[From Bill Powers (2010.07.06.0851 MDT)]
David Goldstein (2010.07.06.04:50 EDT) --
DMG: A subject was asked to judge the length of a line. In one condition, a subject would call out the length of the line in inches to the nearest one-quarter of an inch. In another condition, a subject would move two markers so that the distance between them was the same as the length of the line.In one condition, the target line was the shortest one. In another condition it was the longest one. The "context effect" was the difference in judgement of the target line length made by being the shortest or longest line in the set. A context effect was obtained for all conditions involving verbal estimates, but not for all conditions involving matching. How a person makes the judgement made a difference in the judged length. The context effect is not a pure perceptual experience.
I don't understand. What is the "target line"? Are there two lines? You say "shortest in the set." In what set? Was there a whole bunch of lines? I guess I just have to read the paper.
OK, I've read most of it. One by one, each line in a set of seven horizontal lines with different lengths was presented briefly (for 0.2 second or 1 second) on a projection screen. A subject estimated each length verbally, in inches and quarter inches, in one set of trials, or set the visual distance between two sliding markers to be the same as the length, in another set of trials. Two different sets of lines were used, a long set and a short set, with one medium-length line (called the "trace" line) being of the same length in both sets. The trace line was the longest line in the short set, and the shortest line in the long set. It was always the last one projected, while the other 6 lines were presented in random order.

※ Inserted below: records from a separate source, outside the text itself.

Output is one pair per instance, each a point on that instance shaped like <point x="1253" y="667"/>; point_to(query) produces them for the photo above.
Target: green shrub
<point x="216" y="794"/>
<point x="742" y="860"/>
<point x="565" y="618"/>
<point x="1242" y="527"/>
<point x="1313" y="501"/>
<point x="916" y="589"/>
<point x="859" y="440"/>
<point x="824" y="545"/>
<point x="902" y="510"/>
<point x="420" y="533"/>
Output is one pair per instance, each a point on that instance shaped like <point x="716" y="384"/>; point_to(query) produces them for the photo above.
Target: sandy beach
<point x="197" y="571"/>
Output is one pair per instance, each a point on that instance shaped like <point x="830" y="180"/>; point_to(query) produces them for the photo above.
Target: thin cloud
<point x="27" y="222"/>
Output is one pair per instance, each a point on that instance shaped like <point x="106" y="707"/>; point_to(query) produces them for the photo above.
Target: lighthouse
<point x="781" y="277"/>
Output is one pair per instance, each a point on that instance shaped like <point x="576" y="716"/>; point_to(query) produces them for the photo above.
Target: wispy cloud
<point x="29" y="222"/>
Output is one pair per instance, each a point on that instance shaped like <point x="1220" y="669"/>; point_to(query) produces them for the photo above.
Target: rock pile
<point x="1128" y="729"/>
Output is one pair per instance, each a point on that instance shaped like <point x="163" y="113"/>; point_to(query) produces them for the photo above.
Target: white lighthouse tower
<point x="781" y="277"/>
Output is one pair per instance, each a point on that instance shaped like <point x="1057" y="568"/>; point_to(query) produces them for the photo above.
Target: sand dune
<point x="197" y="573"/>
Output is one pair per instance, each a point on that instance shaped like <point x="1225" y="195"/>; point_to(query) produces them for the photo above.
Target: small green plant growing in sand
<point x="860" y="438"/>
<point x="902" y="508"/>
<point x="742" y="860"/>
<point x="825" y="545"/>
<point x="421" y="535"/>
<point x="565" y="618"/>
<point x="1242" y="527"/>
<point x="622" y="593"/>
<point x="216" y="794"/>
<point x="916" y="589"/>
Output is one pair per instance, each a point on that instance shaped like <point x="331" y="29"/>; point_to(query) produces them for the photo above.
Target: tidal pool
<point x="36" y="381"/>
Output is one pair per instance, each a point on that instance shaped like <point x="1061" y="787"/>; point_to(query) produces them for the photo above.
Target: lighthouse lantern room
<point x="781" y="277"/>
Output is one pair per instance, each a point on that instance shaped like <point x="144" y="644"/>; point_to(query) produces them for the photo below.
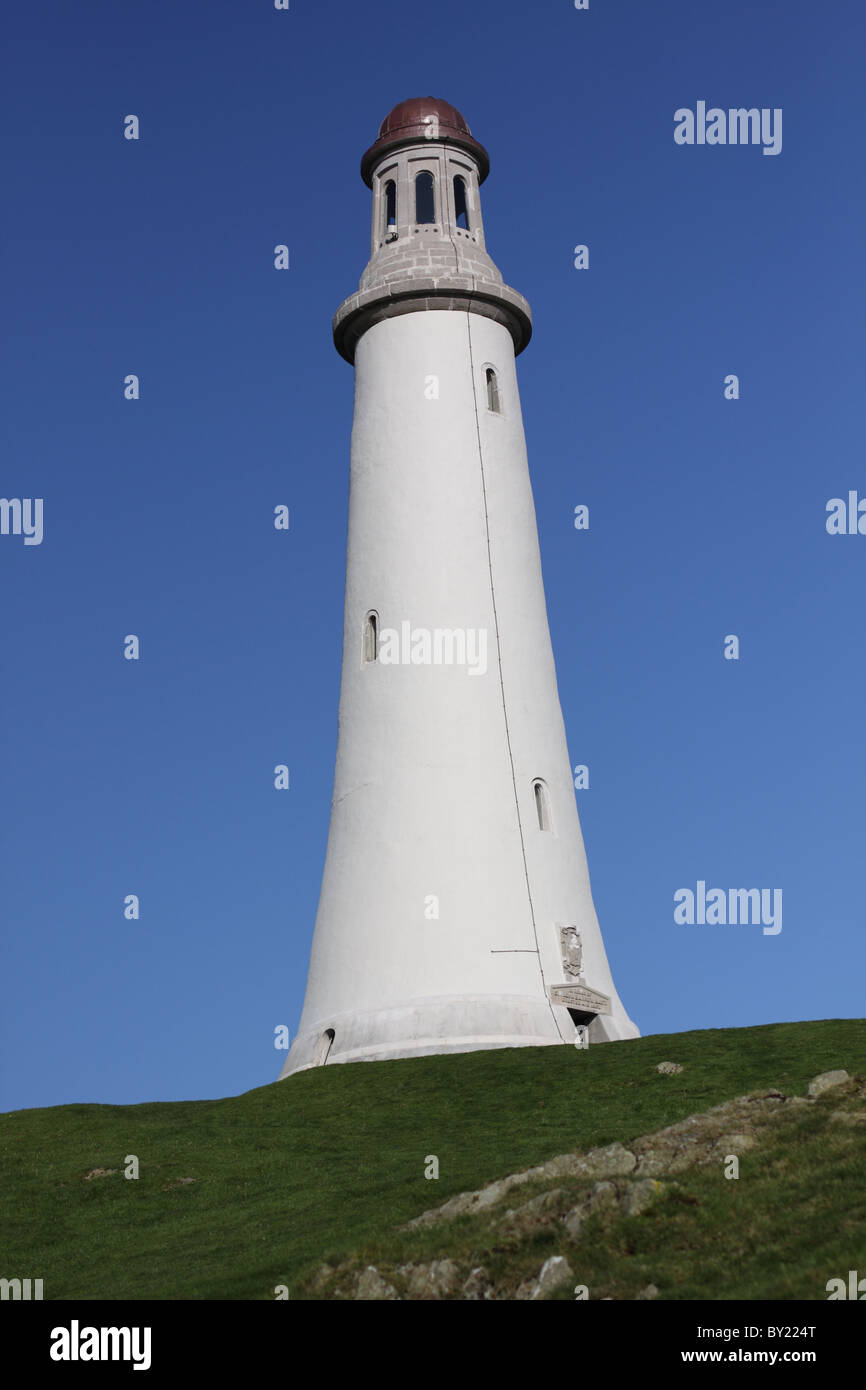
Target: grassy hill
<point x="325" y="1165"/>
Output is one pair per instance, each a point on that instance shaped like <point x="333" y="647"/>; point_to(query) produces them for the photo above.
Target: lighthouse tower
<point x="455" y="909"/>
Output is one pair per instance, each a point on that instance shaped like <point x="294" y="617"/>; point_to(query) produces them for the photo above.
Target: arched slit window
<point x="391" y="203"/>
<point x="426" y="203"/>
<point x="460" y="202"/>
<point x="542" y="805"/>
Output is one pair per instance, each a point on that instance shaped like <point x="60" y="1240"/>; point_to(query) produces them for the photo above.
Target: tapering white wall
<point x="435" y="766"/>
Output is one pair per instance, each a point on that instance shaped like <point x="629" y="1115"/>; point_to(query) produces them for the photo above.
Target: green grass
<point x="330" y="1162"/>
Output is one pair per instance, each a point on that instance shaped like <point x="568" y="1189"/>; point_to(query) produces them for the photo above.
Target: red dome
<point x="410" y="123"/>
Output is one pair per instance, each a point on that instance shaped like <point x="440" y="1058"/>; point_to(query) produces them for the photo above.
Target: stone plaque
<point x="580" y="997"/>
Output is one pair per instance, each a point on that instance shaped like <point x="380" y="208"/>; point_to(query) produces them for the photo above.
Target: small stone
<point x="649" y="1165"/>
<point x="734" y="1144"/>
<point x="573" y="1221"/>
<point x="826" y="1082"/>
<point x="533" y="1214"/>
<point x="431" y="1282"/>
<point x="613" y="1161"/>
<point x="640" y="1196"/>
<point x="601" y="1198"/>
<point x="371" y="1286"/>
<point x="478" y="1285"/>
<point x="321" y="1276"/>
<point x="553" y="1273"/>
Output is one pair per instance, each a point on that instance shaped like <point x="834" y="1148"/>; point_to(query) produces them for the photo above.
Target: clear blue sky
<point x="706" y="516"/>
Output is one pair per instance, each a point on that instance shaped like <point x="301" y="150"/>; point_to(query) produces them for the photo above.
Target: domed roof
<point x="412" y="121"/>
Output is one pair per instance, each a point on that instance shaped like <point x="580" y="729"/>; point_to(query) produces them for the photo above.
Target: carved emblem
<point x="572" y="952"/>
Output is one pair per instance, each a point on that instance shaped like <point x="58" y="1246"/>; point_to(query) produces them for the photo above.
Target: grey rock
<point x="533" y="1214"/>
<point x="601" y="1198"/>
<point x="733" y="1144"/>
<point x="827" y="1082"/>
<point x="553" y="1273"/>
<point x="439" y="1279"/>
<point x="371" y="1286"/>
<point x="640" y="1196"/>
<point x="478" y="1285"/>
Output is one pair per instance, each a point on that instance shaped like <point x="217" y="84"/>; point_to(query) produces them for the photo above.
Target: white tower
<point x="455" y="909"/>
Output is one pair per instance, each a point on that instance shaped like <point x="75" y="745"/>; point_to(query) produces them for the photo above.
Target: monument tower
<point x="455" y="909"/>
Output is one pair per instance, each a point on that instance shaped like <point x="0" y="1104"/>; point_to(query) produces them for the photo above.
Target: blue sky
<point x="706" y="514"/>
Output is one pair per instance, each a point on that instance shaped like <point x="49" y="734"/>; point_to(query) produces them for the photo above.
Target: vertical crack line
<point x="505" y="710"/>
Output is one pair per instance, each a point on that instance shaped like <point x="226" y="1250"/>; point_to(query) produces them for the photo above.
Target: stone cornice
<point x="412" y="295"/>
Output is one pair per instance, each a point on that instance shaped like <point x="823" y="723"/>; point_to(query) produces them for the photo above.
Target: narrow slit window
<point x="391" y="205"/>
<point x="460" y="202"/>
<point x="323" y="1047"/>
<point x="542" y="806"/>
<point x="426" y="205"/>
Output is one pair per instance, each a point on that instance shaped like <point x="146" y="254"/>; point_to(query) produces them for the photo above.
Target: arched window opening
<point x="542" y="805"/>
<point x="426" y="203"/>
<point x="460" y="202"/>
<point x="391" y="203"/>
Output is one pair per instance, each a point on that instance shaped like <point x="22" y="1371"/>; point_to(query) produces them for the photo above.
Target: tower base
<point x="449" y="1025"/>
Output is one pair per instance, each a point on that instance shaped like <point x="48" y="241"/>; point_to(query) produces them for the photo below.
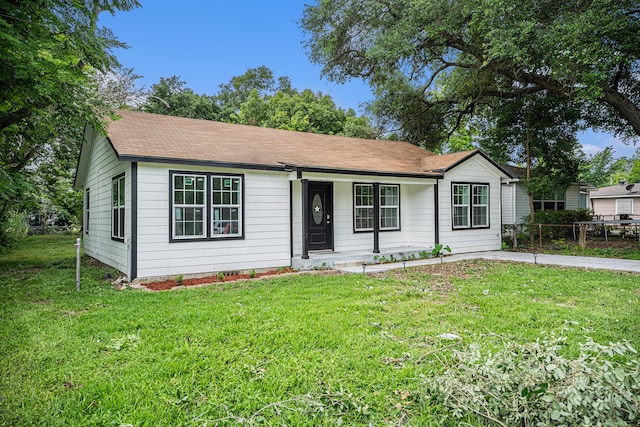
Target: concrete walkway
<point x="544" y="259"/>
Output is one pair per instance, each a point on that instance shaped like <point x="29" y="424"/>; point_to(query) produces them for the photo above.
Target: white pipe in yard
<point x="78" y="264"/>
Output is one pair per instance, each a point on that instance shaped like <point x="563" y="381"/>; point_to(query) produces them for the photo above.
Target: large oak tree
<point x="435" y="63"/>
<point x="49" y="50"/>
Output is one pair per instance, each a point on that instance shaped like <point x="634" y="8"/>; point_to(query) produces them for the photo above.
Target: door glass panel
<point x="317" y="209"/>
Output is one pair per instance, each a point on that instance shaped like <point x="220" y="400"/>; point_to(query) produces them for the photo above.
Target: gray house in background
<point x="616" y="202"/>
<point x="515" y="200"/>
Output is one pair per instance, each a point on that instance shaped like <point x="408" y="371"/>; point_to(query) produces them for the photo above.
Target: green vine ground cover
<point x="298" y="350"/>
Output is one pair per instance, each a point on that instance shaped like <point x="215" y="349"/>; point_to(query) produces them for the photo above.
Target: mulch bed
<point x="172" y="283"/>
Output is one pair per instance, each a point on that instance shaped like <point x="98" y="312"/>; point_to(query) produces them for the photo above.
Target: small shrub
<point x="532" y="384"/>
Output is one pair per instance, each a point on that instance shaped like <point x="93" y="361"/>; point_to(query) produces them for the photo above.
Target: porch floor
<point x="337" y="260"/>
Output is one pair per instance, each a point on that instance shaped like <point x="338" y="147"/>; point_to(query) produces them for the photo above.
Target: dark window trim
<point x="208" y="207"/>
<point x="471" y="226"/>
<point x="382" y="230"/>
<point x="124" y="226"/>
<point x="87" y="209"/>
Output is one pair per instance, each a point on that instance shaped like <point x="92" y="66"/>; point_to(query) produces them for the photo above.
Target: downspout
<point x="376" y="218"/>
<point x="134" y="222"/>
<point x="436" y="217"/>
<point x="305" y="218"/>
<point x="291" y="219"/>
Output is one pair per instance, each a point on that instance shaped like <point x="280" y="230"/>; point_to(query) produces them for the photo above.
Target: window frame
<point x="470" y="206"/>
<point x="183" y="206"/>
<point x="118" y="207"/>
<point x="630" y="205"/>
<point x="208" y="207"/>
<point x="381" y="206"/>
<point x="238" y="206"/>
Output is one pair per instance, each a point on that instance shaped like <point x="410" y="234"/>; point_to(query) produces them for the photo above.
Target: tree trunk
<point x="531" y="211"/>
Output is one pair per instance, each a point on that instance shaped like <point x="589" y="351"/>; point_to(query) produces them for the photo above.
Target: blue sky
<point x="206" y="42"/>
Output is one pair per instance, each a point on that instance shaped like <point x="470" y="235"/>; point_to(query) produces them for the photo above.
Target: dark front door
<point x="320" y="216"/>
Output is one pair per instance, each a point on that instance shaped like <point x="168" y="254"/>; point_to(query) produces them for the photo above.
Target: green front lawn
<point x="298" y="350"/>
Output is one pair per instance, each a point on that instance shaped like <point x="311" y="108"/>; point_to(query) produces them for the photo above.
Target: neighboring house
<point x="166" y="196"/>
<point x="616" y="202"/>
<point x="515" y="199"/>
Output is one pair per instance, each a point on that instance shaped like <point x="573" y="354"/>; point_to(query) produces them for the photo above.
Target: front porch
<point x="335" y="259"/>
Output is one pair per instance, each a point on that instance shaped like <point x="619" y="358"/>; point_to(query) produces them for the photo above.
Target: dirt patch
<point x="443" y="271"/>
<point x="439" y="278"/>
<point x="232" y="277"/>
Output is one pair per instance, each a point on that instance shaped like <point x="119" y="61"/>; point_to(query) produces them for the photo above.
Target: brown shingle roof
<point x="151" y="137"/>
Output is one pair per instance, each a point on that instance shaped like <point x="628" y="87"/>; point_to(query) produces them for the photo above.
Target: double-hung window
<point x="389" y="207"/>
<point x="118" y="207"/>
<point x="206" y="205"/>
<point x="189" y="206"/>
<point x="470" y="205"/>
<point x="389" y="210"/>
<point x="363" y="207"/>
<point x="226" y="206"/>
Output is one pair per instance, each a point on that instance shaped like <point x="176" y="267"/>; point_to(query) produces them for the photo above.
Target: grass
<point x="298" y="350"/>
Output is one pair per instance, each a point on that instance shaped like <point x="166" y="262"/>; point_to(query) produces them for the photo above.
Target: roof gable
<point x="620" y="190"/>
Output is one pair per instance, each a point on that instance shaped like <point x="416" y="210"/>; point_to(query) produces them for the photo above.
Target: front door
<point x="320" y="216"/>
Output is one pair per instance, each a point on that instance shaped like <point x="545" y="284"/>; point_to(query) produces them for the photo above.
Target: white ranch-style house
<point x="167" y="196"/>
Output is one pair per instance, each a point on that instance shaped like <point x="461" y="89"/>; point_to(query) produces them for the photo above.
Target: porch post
<point x="376" y="218"/>
<point x="305" y="218"/>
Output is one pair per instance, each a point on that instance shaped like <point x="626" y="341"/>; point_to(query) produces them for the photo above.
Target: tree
<point x="434" y="63"/>
<point x="170" y="96"/>
<point x="539" y="132"/>
<point x="117" y="88"/>
<point x="237" y="91"/>
<point x="48" y="49"/>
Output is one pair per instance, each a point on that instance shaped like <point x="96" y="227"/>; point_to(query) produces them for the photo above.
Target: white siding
<point x="266" y="227"/>
<point x="97" y="243"/>
<point x="475" y="170"/>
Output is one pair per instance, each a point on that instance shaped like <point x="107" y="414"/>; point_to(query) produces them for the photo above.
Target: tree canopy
<point x="257" y="98"/>
<point x="49" y="49"/>
<point x="436" y="63"/>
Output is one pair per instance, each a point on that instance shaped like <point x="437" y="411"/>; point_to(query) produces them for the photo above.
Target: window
<point x="460" y="206"/>
<point x="624" y="206"/>
<point x="363" y="207"/>
<point x="389" y="207"/>
<point x="470" y="206"/>
<point x="206" y="206"/>
<point x="389" y="197"/>
<point x="118" y="207"/>
<point x="189" y="206"/>
<point x="226" y="205"/>
<point x="86" y="211"/>
<point x="549" y="202"/>
<point x="480" y="205"/>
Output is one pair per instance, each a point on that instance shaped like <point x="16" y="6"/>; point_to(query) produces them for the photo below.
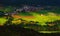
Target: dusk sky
<point x="30" y="2"/>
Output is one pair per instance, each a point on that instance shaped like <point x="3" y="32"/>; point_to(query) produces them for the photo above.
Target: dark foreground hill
<point x="17" y="31"/>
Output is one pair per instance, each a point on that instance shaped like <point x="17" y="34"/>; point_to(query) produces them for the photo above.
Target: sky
<point x="31" y="2"/>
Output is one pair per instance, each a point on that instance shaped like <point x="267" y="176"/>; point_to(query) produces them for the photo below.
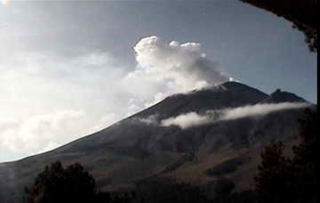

The judgements of the length of the trace line were used to measure a "context" effect: the trace was found to be estimated as shorter when it appeared in the short set than when it appeared in the long set, but only for the verbal estimates.
Eighty subjects were assigned to 8 groups in a 2 x 2 x 2 factorial design.
This enormously complex experiment, with several unnoticed experimental variables that were not investigated, produced practically no information. "Main effects due to mode of response and stimulus duration were not reliable. Only the Context by Mode of Response interaction reached significance." Nothing was said about the presentation of the trace stimulus as the last element in every series, or the fact that the judgement always had to be made about a stimulus that was no longer present, or that in the length-comparison judgement, one stimulus was present but had to be compared with a different one that was being remembered.
The difference between the two methods of judging length was striking in several dimensions. Here are the results for the longer stimulus presentation, 1 second, showing the mean minus standard deviation, mean, and mean plus standard deviation in each case. The actual length of the trace line was 216 mm (8-1/2 inches).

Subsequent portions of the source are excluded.